The most important thing to do is to frequently and properly wash one’s hands with soap and water for at least 20 seconds. Go to the World Health Organisation website and see what real handwashing is about. Alternatively, use hand sanitizers. In most places, hand sanitizers are the most practical as one can always have one with you. When the outbreak comes to your area, avoid places where large numbers of people congregate like theaters. In New York City, schools are being shut down and Columbia University, where I teach, is shifting towards distance learning. Overseas travel has been restricted. 

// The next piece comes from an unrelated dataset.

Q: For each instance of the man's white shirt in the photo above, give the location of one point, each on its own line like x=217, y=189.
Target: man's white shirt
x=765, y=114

If social distancing is on the cards, as it is in the US presently, stocking up with enough food that can be had now or in six months’ time is a good idea, staples like pasta, rice, crackers, cheddar cheese, and so on. The following list was partially developed in anticipation of power-outage and water-shortage issues: (1) ready-to-eat canned meats, fruits, vegetables and a can opener; (2) protein or fruit bars; (3) dry cereal or granola; (4) peanut butter; (5) dried fruit; (5) canned juices; (6) non-perishable pasteurised milk; (7) high energy foods; (8) food for infants; and (9) comfort/stress foods. Are these steps an over-reaction? They may be. But it is good planning and preparation just in case. Oh, one last thing, if none of this works, pray. MC

Dr. James is a Visiting Professor of Political Science and (non-clinical) Pediatrics at Columbia University, an International Panel Member of the Global Health Security Index and Editor of the multi-authored Vital Signs: Health Security in South Africa (Brenthurst Foundation, 2020).